Segurar um jogador como Cristiano Ronaldo é uma tarefa sempre muito ingrata, ainda mais quando se trata de Champions League. Depois da paralisação, a Juventus voltou à competição europeia com uma missão clara: precisava superar o Lyon para avançar. Cristiano Ronaldo fez dois gols, a Juventus venceu, mas quem levou a vaga nas quartas de final foi o Lyon, que teve uma grande atuação defensiva, ganhou um gol no começo e complicou a vida dos campeões italianos. Os 2 a 1 da Juventus não foram o bastante e a Velha Senhora está eliminada ainda nas oitavas de final.

O que o Lyon fez em Turim tem muito a ver com o trabalho defensivo. Foi um time que aproveitou o gol que marcou cedo na partida e ficou organizado defensivamente o tempo todo. O trio de zaga formado por Jason Denayer, Marcelo e Fernando Marçal foi muito bem no jogo, mesmo sofrendo dois gols. Para além dos dois zagueiros, o time todo do Lyon teve uma atuação defensivamente muito sólida. O time francês tirou os espaços da Juventus, que não os encontrava pelos lados do campo, normalmente um ponto forte do time.

A primeira surpresa da partida veio já nas escalações do time. Paulo Dybala, destaque da Juve na Serie A, ficou no banco. O argentino se recuperava de uma lesão e não estava com 100% das suas condições físicas. Aliás, como o jogo mostrou, ele não estava nem perto disso. Maurizio Sarri montou o ataque do time com Cristiano Ronaldo, Federico Bernardeschi e Gonzalo Higuaín. O time foi o habitual, com o meio-campo formado por Miralem Pjanic, Rodrigo Betancur e Adrien Rabiot.

No Lyon, o técnico Rudi Garcia não tinha desfalques e colocou o time titular, em um 3-5-2. O destaque do time estava no meio-campo: Bruno Guimarães ficava mais centralizado e recuado, com Maxence Coqueret e Houssem Aouar no setor, um pouco mais à frente. A surpresa foi não ter Moussa Dembélé no ataque. O atacante ficou no banco de reservas e quem começou a partida foi Karl Toko Ekambi, ao lado de Memphis Depay, o capitão do time. Ekambi ganhou seu lugar justamente porque na primeira partida criou problemas para a defesa italiana.

Com oito minutos de partida, o Lyon já ameaçou. Depois de uma jogada trabalhada pela esquerda, bola para Houssem Aouar, que chutou firme. A bola até parecia que ia para fora, mas era perigosa e o goleiro Wojciech Szczesny jogou para escanteio. Foi a primeira boa chance.

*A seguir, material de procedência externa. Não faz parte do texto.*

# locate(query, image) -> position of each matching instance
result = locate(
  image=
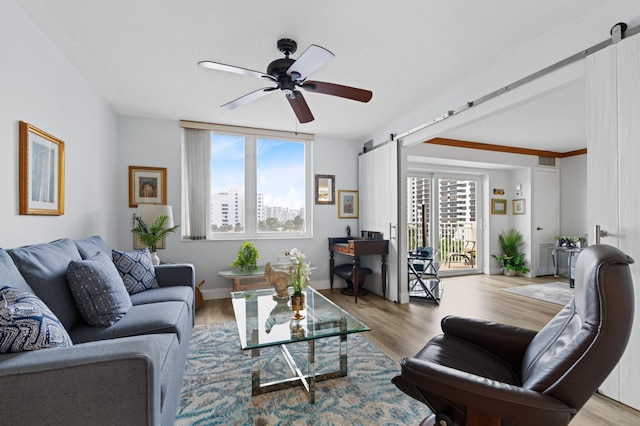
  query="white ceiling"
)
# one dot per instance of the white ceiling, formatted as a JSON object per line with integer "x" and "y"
{"x": 141, "y": 57}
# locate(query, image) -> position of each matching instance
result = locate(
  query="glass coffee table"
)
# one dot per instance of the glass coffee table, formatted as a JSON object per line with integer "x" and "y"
{"x": 264, "y": 320}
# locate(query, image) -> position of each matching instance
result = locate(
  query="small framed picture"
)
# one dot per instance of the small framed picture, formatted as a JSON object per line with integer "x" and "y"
{"x": 41, "y": 183}
{"x": 147, "y": 185}
{"x": 347, "y": 204}
{"x": 519, "y": 206}
{"x": 325, "y": 189}
{"x": 498, "y": 206}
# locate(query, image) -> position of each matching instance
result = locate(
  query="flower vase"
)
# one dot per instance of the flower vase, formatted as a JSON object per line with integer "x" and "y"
{"x": 297, "y": 304}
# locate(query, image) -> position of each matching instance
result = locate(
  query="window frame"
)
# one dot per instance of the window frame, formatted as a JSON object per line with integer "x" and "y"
{"x": 251, "y": 136}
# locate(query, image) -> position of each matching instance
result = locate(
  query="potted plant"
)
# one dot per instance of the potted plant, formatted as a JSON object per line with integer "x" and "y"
{"x": 247, "y": 258}
{"x": 150, "y": 236}
{"x": 512, "y": 259}
{"x": 300, "y": 277}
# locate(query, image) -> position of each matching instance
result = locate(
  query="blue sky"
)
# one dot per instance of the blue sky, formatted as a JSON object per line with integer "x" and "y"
{"x": 280, "y": 174}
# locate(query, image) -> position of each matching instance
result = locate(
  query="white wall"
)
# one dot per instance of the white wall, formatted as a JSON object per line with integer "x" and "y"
{"x": 39, "y": 85}
{"x": 156, "y": 143}
{"x": 573, "y": 195}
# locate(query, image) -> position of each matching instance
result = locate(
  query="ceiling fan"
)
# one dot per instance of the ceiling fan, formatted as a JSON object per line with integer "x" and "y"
{"x": 290, "y": 74}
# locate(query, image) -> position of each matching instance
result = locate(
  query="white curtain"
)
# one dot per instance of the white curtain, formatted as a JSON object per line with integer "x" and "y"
{"x": 196, "y": 181}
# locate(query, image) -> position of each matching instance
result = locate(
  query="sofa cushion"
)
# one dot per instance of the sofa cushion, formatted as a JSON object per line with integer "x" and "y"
{"x": 98, "y": 290}
{"x": 26, "y": 324}
{"x": 163, "y": 317}
{"x": 9, "y": 274}
{"x": 44, "y": 266}
{"x": 136, "y": 269}
{"x": 88, "y": 247}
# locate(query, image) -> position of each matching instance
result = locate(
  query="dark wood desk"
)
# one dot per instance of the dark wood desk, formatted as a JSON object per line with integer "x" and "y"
{"x": 356, "y": 247}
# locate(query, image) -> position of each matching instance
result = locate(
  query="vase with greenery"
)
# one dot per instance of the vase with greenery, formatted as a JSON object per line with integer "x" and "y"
{"x": 151, "y": 235}
{"x": 512, "y": 259}
{"x": 247, "y": 258}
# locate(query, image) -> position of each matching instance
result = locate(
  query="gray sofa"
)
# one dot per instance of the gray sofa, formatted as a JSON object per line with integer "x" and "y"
{"x": 126, "y": 373}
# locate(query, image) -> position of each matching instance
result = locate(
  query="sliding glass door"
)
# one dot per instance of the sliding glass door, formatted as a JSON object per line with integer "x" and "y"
{"x": 442, "y": 213}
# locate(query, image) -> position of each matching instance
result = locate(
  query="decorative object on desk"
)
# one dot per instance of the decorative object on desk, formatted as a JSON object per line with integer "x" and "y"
{"x": 161, "y": 219}
{"x": 279, "y": 279}
{"x": 41, "y": 187}
{"x": 511, "y": 259}
{"x": 147, "y": 185}
{"x": 571, "y": 241}
{"x": 280, "y": 314}
{"x": 325, "y": 189}
{"x": 498, "y": 206}
{"x": 518, "y": 206}
{"x": 347, "y": 204}
{"x": 247, "y": 258}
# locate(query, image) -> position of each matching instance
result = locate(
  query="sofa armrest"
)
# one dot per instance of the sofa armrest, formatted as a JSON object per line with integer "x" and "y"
{"x": 507, "y": 341}
{"x": 176, "y": 274}
{"x": 96, "y": 383}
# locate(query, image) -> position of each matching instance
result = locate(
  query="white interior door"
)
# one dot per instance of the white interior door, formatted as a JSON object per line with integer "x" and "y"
{"x": 378, "y": 197}
{"x": 546, "y": 218}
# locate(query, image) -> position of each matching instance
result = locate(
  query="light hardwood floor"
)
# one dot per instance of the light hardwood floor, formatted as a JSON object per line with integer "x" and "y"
{"x": 402, "y": 330}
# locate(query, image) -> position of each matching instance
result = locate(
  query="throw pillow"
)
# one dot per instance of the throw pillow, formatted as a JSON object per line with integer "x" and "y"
{"x": 136, "y": 269}
{"x": 98, "y": 290}
{"x": 27, "y": 324}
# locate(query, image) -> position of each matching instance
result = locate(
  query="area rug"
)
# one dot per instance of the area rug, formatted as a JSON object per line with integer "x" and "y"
{"x": 217, "y": 385}
{"x": 556, "y": 292}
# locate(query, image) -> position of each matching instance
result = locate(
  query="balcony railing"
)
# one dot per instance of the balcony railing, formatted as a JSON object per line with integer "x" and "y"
{"x": 453, "y": 237}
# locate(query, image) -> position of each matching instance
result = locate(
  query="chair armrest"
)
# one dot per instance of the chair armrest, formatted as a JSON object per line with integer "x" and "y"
{"x": 512, "y": 403}
{"x": 176, "y": 274}
{"x": 503, "y": 340}
{"x": 98, "y": 383}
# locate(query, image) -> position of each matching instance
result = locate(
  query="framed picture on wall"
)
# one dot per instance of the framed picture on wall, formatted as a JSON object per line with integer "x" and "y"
{"x": 325, "y": 189}
{"x": 518, "y": 206}
{"x": 498, "y": 206}
{"x": 347, "y": 204}
{"x": 147, "y": 185}
{"x": 41, "y": 183}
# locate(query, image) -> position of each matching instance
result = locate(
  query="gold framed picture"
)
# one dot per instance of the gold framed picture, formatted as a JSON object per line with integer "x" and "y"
{"x": 41, "y": 169}
{"x": 147, "y": 185}
{"x": 498, "y": 206}
{"x": 347, "y": 204}
{"x": 325, "y": 189}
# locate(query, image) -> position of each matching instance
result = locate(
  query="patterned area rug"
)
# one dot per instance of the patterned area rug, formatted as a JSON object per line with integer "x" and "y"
{"x": 217, "y": 385}
{"x": 557, "y": 292}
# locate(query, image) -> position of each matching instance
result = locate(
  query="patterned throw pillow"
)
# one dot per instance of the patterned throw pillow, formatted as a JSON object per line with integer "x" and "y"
{"x": 27, "y": 324}
{"x": 98, "y": 290}
{"x": 136, "y": 269}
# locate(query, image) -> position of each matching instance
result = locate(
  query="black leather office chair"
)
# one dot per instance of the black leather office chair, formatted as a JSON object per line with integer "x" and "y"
{"x": 481, "y": 372}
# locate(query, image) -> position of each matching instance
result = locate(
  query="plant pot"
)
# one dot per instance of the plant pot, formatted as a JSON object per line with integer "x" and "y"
{"x": 297, "y": 304}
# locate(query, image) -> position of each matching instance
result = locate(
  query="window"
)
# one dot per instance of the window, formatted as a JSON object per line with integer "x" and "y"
{"x": 260, "y": 183}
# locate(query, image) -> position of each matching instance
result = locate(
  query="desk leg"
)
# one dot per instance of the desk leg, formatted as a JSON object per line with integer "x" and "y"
{"x": 354, "y": 277}
{"x": 331, "y": 266}
{"x": 384, "y": 276}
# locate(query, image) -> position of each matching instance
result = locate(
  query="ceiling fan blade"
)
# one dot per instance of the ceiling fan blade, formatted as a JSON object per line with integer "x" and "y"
{"x": 300, "y": 107}
{"x": 310, "y": 60}
{"x": 348, "y": 92}
{"x": 236, "y": 70}
{"x": 248, "y": 98}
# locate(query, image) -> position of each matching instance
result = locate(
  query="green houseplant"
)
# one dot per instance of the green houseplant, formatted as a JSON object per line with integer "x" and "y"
{"x": 512, "y": 259}
{"x": 247, "y": 258}
{"x": 151, "y": 235}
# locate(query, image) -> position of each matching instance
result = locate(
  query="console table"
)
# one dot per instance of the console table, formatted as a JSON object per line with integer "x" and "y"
{"x": 354, "y": 248}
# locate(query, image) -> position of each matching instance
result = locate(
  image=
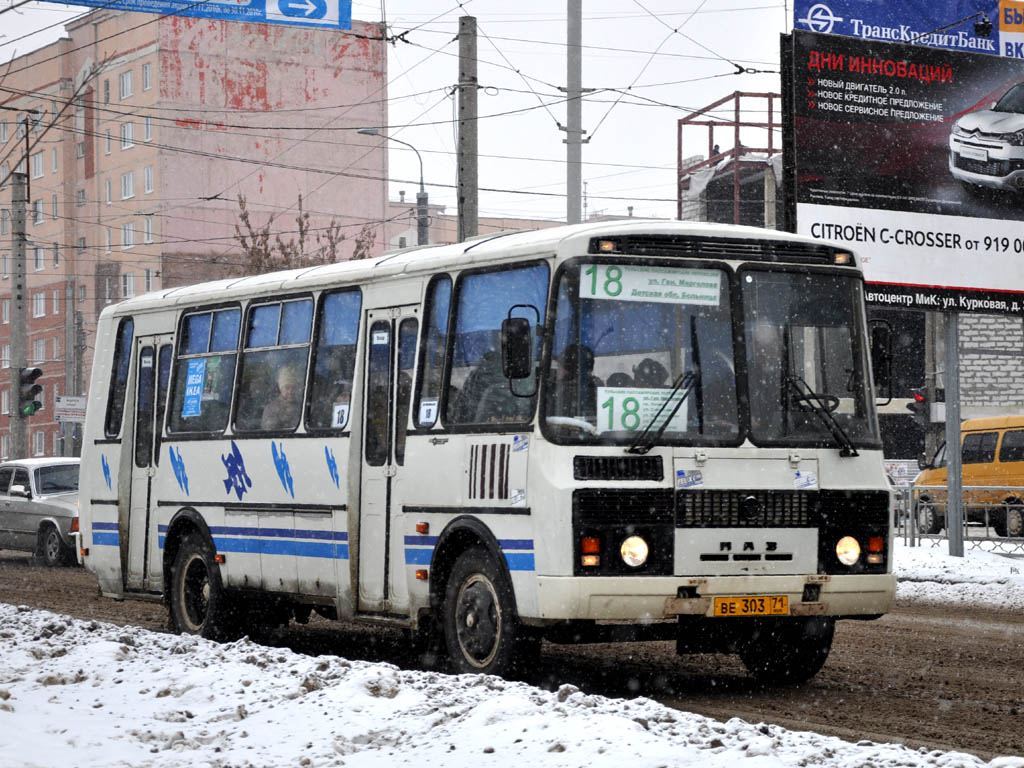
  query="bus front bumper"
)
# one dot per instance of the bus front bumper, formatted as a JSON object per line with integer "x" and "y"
{"x": 640, "y": 599}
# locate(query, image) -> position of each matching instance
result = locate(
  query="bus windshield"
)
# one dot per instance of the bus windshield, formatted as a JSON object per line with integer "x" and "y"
{"x": 641, "y": 347}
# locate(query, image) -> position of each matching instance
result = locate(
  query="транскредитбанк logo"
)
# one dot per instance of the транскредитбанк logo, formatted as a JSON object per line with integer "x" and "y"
{"x": 820, "y": 18}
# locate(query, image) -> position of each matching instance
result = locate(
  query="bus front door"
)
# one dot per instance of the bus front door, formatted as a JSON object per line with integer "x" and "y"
{"x": 390, "y": 351}
{"x": 153, "y": 367}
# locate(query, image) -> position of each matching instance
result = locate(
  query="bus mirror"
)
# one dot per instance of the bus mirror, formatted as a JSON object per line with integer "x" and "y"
{"x": 882, "y": 359}
{"x": 517, "y": 355}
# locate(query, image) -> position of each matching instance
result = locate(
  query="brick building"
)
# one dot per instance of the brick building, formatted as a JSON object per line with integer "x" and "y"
{"x": 141, "y": 132}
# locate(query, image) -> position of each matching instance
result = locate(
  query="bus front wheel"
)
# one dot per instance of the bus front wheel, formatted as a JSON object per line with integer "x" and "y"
{"x": 787, "y": 651}
{"x": 480, "y": 626}
{"x": 199, "y": 605}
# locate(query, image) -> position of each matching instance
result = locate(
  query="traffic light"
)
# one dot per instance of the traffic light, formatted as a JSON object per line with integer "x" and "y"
{"x": 27, "y": 402}
{"x": 920, "y": 407}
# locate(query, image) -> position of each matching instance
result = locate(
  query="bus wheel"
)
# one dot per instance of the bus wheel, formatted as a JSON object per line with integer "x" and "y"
{"x": 199, "y": 605}
{"x": 480, "y": 627}
{"x": 928, "y": 518}
{"x": 787, "y": 651}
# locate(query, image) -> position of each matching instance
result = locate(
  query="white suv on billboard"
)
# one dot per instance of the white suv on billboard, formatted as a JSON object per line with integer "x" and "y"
{"x": 986, "y": 147}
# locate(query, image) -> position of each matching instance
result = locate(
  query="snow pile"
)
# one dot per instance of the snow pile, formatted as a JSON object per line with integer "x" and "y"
{"x": 87, "y": 693}
{"x": 980, "y": 579}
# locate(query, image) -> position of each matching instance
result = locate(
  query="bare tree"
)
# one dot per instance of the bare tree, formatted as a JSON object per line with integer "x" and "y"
{"x": 267, "y": 252}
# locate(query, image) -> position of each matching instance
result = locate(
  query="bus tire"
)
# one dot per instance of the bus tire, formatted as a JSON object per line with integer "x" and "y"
{"x": 787, "y": 651}
{"x": 479, "y": 622}
{"x": 199, "y": 603}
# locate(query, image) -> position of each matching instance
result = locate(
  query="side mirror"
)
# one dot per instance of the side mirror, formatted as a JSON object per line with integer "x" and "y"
{"x": 882, "y": 359}
{"x": 517, "y": 353}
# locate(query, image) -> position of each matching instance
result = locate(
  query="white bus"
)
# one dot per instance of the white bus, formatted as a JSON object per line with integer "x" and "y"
{"x": 624, "y": 430}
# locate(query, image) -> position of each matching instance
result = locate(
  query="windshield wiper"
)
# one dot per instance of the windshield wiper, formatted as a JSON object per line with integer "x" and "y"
{"x": 819, "y": 404}
{"x": 686, "y": 382}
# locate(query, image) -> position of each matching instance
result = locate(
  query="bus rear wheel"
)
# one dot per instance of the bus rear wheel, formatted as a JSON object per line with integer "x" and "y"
{"x": 481, "y": 631}
{"x": 199, "y": 603}
{"x": 787, "y": 651}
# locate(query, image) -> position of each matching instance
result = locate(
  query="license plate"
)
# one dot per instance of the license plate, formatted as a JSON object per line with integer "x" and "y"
{"x": 974, "y": 154}
{"x": 762, "y": 605}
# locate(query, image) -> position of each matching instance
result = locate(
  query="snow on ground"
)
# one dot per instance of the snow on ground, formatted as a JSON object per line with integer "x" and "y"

Aos 10 minutos, em uma jogada trabalhada dentro da área, Aouar ia para a bola e Rodrigo Betancur deu um carrinho. Pegou a bola e, depois, o meio-campista do Lyon. O árbitro Felix Zwayer nem titubeou e marcou pênalti. Na repetição do lance, ficou claro que não foi falta. Houve a revisão do VAR, mas o árbitro nem quis rever a imagem. A penalidade foi confirmada.

O atacante Memphis Depay cobrou com uma imensa categoria e risco: deu a famosa cavadinha, no meio do gol, e viu o goleiro Szczesny cair para o lado, sem ter o que fazer: 1 a 0 para o Lyon em Turim. A vantagem que já era dos franceses aumentou ainda mais. E ainda definiu que não haveria pênaltis no Allianz Stadium, já que o jogo de ida foi 1 a 0 para o Lyon na França. A Juventus agora precisava fazer três gols para se classificar, uma missão já muito mais complicada.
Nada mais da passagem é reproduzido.